Swiss Franc Stumbles Following Mix Of High Employment And Low Inflation

By Benjamin Spier,

THE TAKEAWAY: Swiss CPI in at 0.1% for April, slightly lower than expected -> Low unemployment makes interest rate hike less likely -> Franc falls against USD, little movement against the Euro

Swiss inflation came in 0.1% higher for the month of April compared to March, slightly lower than analysts’ expectations of 0.2%. Consumer Price Index was down 1.0% compared to April of last year, marking seven straight months of year-over-year declines, according to the data provided by the Federal Statistics Office.

Food and non-alcoholic beverage prices were down -0.6% for the month of April. Alcohol and Tobacco were also down -0.8%, while clothing and shoes prices were up 3 percent.

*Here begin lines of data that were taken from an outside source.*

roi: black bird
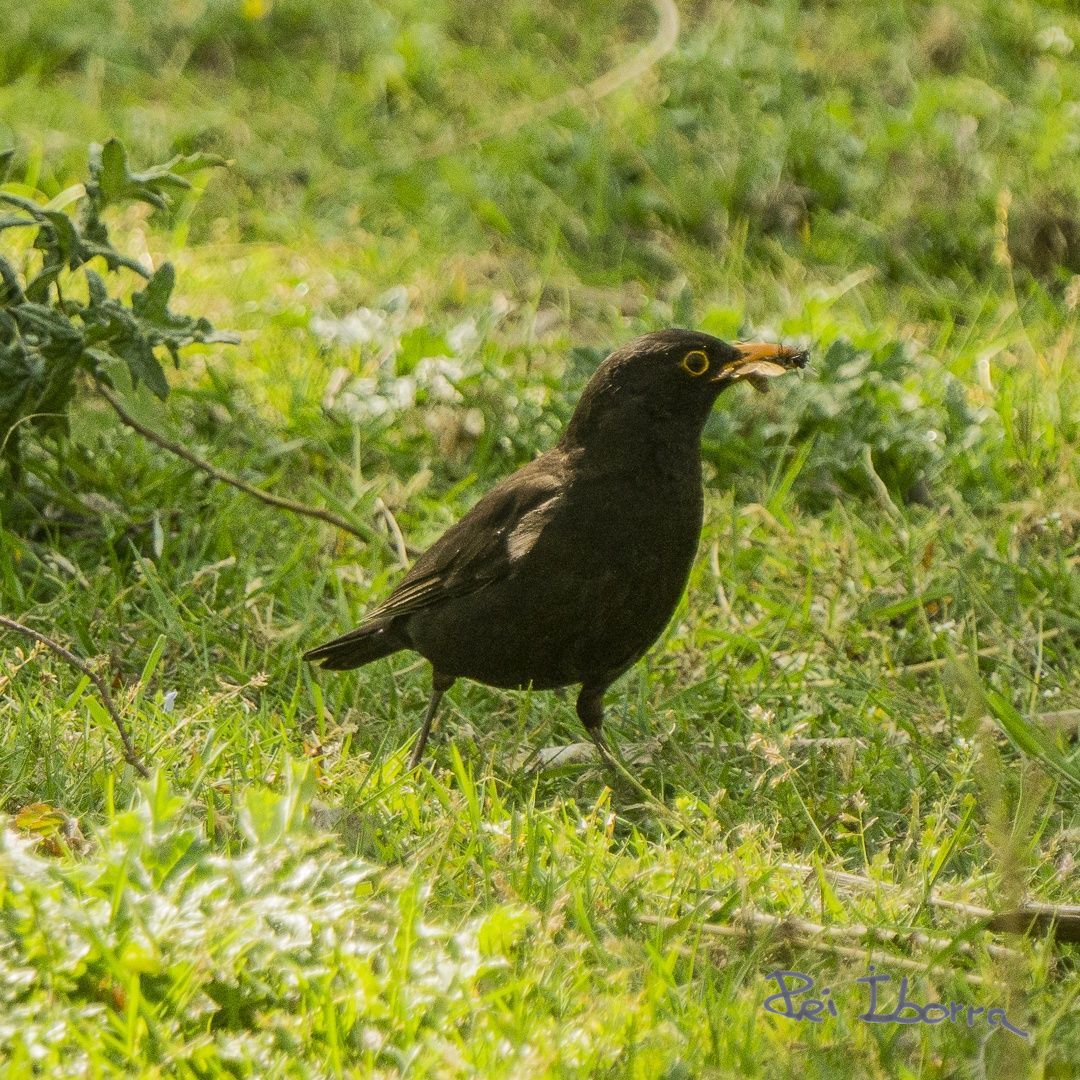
[303,329,807,768]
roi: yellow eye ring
[678,349,708,378]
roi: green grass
[0,0,1080,1078]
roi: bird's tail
[303,622,407,672]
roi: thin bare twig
[96,382,372,543]
[0,615,150,777]
[375,496,409,570]
[780,863,1080,941]
[637,912,983,985]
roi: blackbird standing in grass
[303,329,807,768]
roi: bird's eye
[678,349,708,376]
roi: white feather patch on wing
[507,495,558,563]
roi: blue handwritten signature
[762,964,1030,1039]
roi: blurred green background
[0,0,1080,1078]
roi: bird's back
[399,447,702,688]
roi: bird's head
[564,329,807,442]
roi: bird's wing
[364,455,562,623]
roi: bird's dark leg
[578,685,611,761]
[408,671,454,771]
[578,683,669,814]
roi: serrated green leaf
[0,255,23,306]
[132,262,176,324]
[86,269,109,306]
[9,300,82,346]
[116,337,168,401]
[91,138,127,206]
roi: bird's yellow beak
[715,342,809,393]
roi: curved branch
[0,615,150,778]
[96,382,372,543]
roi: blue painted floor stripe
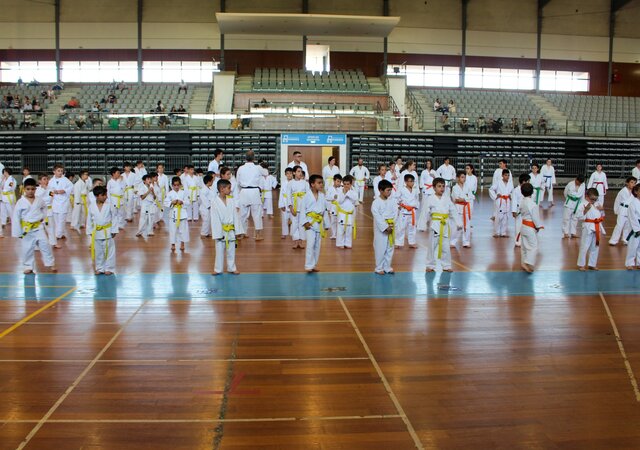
[0,270,640,301]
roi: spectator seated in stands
[538,116,548,134]
[477,116,487,133]
[74,113,87,130]
[510,117,520,134]
[447,100,457,115]
[64,97,80,109]
[524,117,533,134]
[20,113,34,130]
[440,114,451,131]
[125,117,138,130]
[0,111,16,130]
[460,117,469,133]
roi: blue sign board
[280,133,347,145]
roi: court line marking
[16,298,151,450]
[338,297,424,450]
[0,414,402,424]
[0,356,369,364]
[599,292,640,403]
[0,287,77,339]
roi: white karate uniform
[164,189,189,245]
[298,191,328,270]
[325,186,340,239]
[338,188,359,247]
[511,185,524,247]
[489,179,513,236]
[451,183,473,247]
[87,200,118,273]
[261,174,278,216]
[371,197,398,273]
[71,179,89,231]
[529,172,544,205]
[182,175,200,220]
[425,195,462,270]
[540,164,556,203]
[578,200,605,267]
[436,164,456,197]
[287,180,310,241]
[49,176,73,239]
[107,178,125,231]
[200,185,216,236]
[349,165,371,203]
[121,172,142,220]
[322,164,340,188]
[609,186,634,245]
[587,170,609,206]
[209,195,245,273]
[395,184,420,247]
[0,175,17,226]
[278,177,291,236]
[36,186,56,245]
[518,197,542,266]
[562,180,584,236]
[11,197,55,270]
[237,162,262,231]
[137,183,158,238]
[624,197,640,267]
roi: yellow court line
[0,287,77,339]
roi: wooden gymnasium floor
[0,191,640,450]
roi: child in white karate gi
[11,178,56,274]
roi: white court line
[0,414,401,424]
[599,292,640,402]
[16,300,151,450]
[338,297,424,450]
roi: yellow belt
[189,186,198,202]
[431,213,449,258]
[91,223,111,261]
[20,220,41,238]
[332,201,356,239]
[222,223,236,249]
[2,191,16,205]
[111,194,122,209]
[293,192,307,212]
[385,219,396,247]
[307,211,327,238]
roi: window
[60,61,138,83]
[387,65,460,87]
[142,61,220,83]
[540,70,589,92]
[0,61,58,83]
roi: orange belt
[456,200,471,231]
[584,217,604,245]
[593,181,607,195]
[400,203,416,226]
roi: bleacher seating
[253,69,370,93]
[77,83,194,114]
[543,94,640,122]
[412,89,543,126]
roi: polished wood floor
[0,188,640,450]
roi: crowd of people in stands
[433,98,551,134]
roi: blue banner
[280,133,347,145]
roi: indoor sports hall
[0,0,640,450]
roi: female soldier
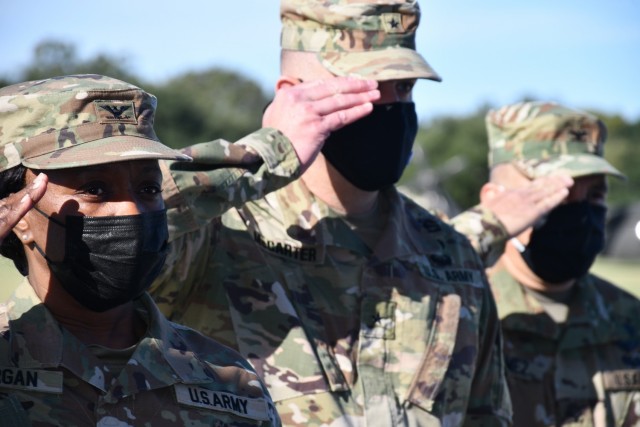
[0,75,377,427]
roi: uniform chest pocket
[358,291,460,411]
[594,369,640,426]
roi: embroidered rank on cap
[380,13,405,33]
[174,384,271,421]
[603,369,640,391]
[0,367,63,394]
[93,101,138,125]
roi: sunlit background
[0,0,640,300]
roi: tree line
[0,41,640,214]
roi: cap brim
[318,47,442,82]
[514,153,627,179]
[22,136,192,170]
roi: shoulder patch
[0,366,63,394]
[602,369,640,391]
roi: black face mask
[322,102,418,191]
[36,209,169,312]
[522,202,607,283]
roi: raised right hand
[0,173,47,242]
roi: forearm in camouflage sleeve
[163,128,300,240]
[448,205,510,267]
[463,277,513,427]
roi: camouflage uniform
[0,280,277,427]
[487,102,640,427]
[0,75,299,426]
[152,0,510,426]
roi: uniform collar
[489,270,625,348]
[4,280,215,398]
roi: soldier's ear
[276,76,302,92]
[480,182,505,203]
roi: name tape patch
[174,384,270,421]
[602,369,640,390]
[0,367,63,394]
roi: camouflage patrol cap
[0,74,190,171]
[485,102,624,179]
[280,0,442,81]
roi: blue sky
[0,0,640,120]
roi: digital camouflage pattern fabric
[485,101,624,179]
[0,280,280,427]
[280,0,442,81]
[0,74,190,172]
[151,176,510,426]
[488,263,640,427]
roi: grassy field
[0,257,640,301]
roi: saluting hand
[0,173,47,242]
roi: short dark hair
[0,165,29,276]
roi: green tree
[146,69,268,148]
[403,107,488,209]
[19,40,139,84]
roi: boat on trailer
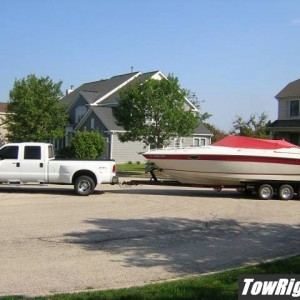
[143,135,300,200]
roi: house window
[290,100,299,117]
[75,105,86,123]
[193,138,206,147]
[174,138,183,148]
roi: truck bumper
[111,176,119,184]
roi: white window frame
[75,105,87,123]
[289,99,300,118]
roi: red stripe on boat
[144,154,300,165]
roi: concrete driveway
[0,179,300,296]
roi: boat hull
[144,147,300,186]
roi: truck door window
[0,146,19,159]
[24,146,41,159]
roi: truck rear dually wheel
[74,175,95,196]
[257,184,274,200]
[278,184,294,200]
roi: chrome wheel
[278,184,294,200]
[74,176,95,196]
[258,184,274,200]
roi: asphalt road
[0,179,300,296]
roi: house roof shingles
[275,79,300,99]
[60,72,139,105]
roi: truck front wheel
[74,176,95,196]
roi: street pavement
[0,179,300,296]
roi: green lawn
[5,255,300,300]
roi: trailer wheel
[278,184,294,200]
[74,175,95,196]
[257,184,274,200]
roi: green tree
[203,123,228,144]
[69,131,106,159]
[115,75,199,148]
[6,75,67,142]
[231,112,270,139]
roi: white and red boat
[143,135,300,198]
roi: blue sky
[0,0,300,130]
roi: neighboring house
[0,102,7,146]
[59,71,212,163]
[269,79,300,145]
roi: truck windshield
[48,145,55,158]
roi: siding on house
[57,71,212,163]
[268,79,300,145]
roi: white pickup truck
[0,143,118,196]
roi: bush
[69,131,106,159]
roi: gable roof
[275,79,300,99]
[60,72,140,106]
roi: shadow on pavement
[64,218,300,275]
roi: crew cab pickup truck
[0,143,118,196]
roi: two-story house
[269,79,300,145]
[59,71,212,163]
[0,102,7,146]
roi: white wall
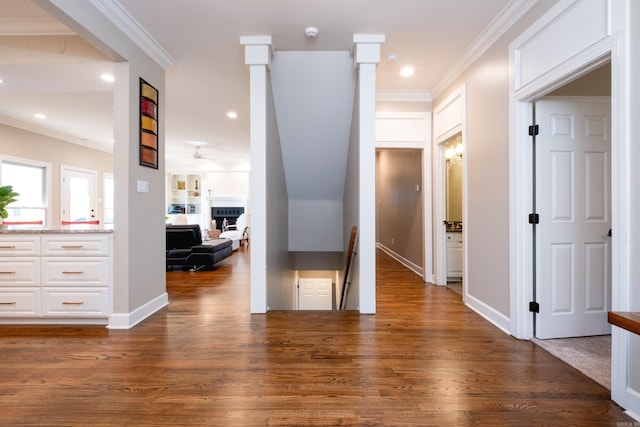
[0,124,113,225]
[39,0,168,328]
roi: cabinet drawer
[0,236,40,257]
[41,235,109,257]
[0,288,40,317]
[447,233,462,243]
[42,287,111,317]
[42,258,111,286]
[0,258,40,287]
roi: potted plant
[0,185,20,224]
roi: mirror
[445,135,463,230]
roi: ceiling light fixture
[304,27,318,39]
[187,141,207,147]
[400,67,416,77]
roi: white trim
[88,0,176,70]
[376,242,424,277]
[59,164,99,224]
[107,292,169,329]
[376,89,433,102]
[432,0,538,98]
[463,294,511,334]
[0,154,53,225]
[0,18,75,36]
[509,0,640,413]
[0,115,113,153]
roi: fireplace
[211,206,244,230]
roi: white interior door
[298,278,333,310]
[61,167,97,221]
[535,98,611,338]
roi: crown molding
[376,89,433,102]
[0,18,75,36]
[433,0,538,98]
[88,0,176,70]
[0,115,113,153]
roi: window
[0,160,49,224]
[102,173,114,224]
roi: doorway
[442,133,464,296]
[532,95,611,339]
[376,148,425,276]
[60,166,98,222]
[533,63,612,389]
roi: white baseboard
[107,292,169,329]
[464,294,511,335]
[376,243,424,277]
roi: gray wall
[434,0,557,317]
[0,124,113,225]
[376,148,424,267]
[265,72,295,310]
[336,79,360,310]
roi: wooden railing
[607,311,640,335]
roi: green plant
[0,185,20,218]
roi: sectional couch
[166,224,233,271]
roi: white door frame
[432,84,469,290]
[509,0,640,413]
[60,165,102,224]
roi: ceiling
[0,0,520,170]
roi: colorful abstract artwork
[140,78,158,169]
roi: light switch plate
[138,180,149,193]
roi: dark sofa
[166,224,233,271]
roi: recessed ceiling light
[187,141,207,147]
[400,67,416,77]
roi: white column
[353,34,384,314]
[240,36,271,313]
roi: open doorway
[533,63,612,389]
[376,148,425,276]
[442,133,464,296]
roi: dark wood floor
[0,248,632,427]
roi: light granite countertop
[0,224,113,236]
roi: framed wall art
[140,78,158,169]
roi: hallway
[0,246,632,426]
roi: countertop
[0,224,113,235]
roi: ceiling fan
[187,141,212,160]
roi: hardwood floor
[0,247,632,427]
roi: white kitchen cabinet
[0,233,112,324]
[447,232,463,280]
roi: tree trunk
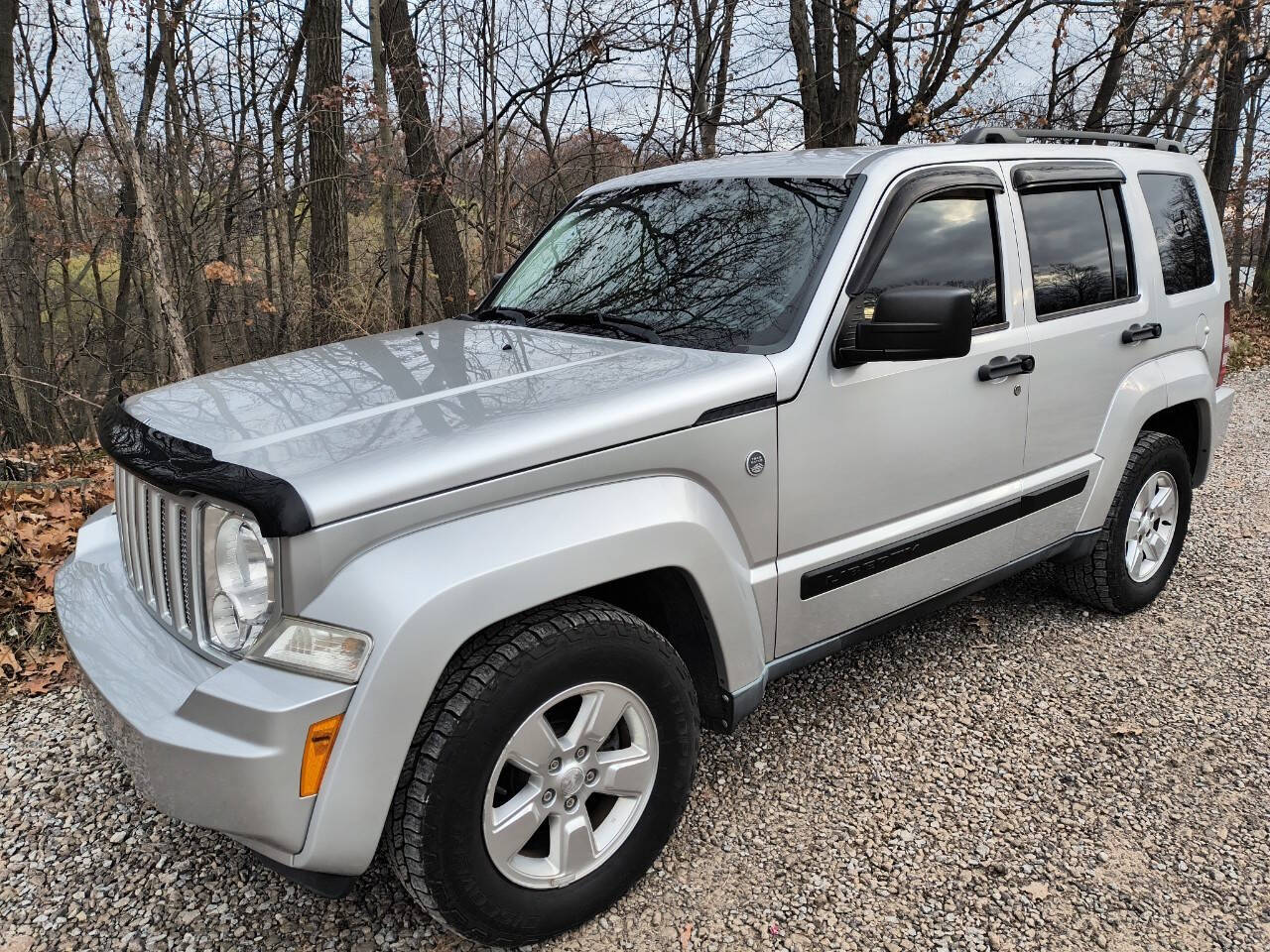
[1084,0,1142,132]
[83,0,194,377]
[0,0,54,443]
[305,0,348,337]
[1204,0,1250,217]
[1230,95,1261,303]
[380,0,468,317]
[790,0,825,149]
[369,0,405,326]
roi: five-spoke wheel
[1124,470,1178,581]
[385,598,699,946]
[484,681,657,889]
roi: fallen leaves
[0,444,114,693]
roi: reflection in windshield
[489,178,853,353]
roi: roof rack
[957,126,1187,154]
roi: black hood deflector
[96,398,313,536]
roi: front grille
[114,466,203,644]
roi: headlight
[203,505,277,654]
[250,617,371,684]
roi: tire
[385,598,701,946]
[1056,430,1192,615]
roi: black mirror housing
[833,285,974,367]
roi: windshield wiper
[458,304,537,327]
[537,311,662,344]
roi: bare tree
[380,0,467,317]
[83,0,194,377]
[305,0,348,332]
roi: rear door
[1006,160,1176,557]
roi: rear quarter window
[1138,172,1214,295]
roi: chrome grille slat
[114,466,203,641]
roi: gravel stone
[0,368,1270,952]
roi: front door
[776,164,1028,654]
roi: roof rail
[957,126,1187,154]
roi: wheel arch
[576,566,733,730]
[292,476,766,874]
[1079,349,1214,531]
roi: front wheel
[386,598,699,946]
[1056,430,1192,615]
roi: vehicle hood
[124,320,776,526]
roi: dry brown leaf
[0,645,22,678]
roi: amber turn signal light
[300,715,344,797]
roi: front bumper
[56,509,353,865]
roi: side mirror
[833,285,974,367]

Swiss unemployment rates also came in this morning at 3.1% for April, aligned with expectations and slightly lower than last month’s results. The contained inflation combined with the low unemployment numbers indicates a strong Swiss economy while simultaneously relieving pressures on the Swiss National Bank to raise interest rates.

The SNB is trying to avoid raising interest rates, as it attempts to stop the strengthening of its own currency so its export prices can remain low; that is why the central bank is supporting a 1.2000 floor in EUR/CHF, as Europe makes up 60% of its exports. Therefore, April’s low inflation will only strengthens the central bank's resolve to keep rates unchanged, further indicating a bearish outlook on the Swiss franc.

USD/CHF first fell following the low unemployment numbers, which is usually counterintuitive for strong economic data, and the pair fell again after the contained CPI. EUR/CHF jumped following the jobs report before being knocked back down, and seemed to be on the rise again following the contained inflation.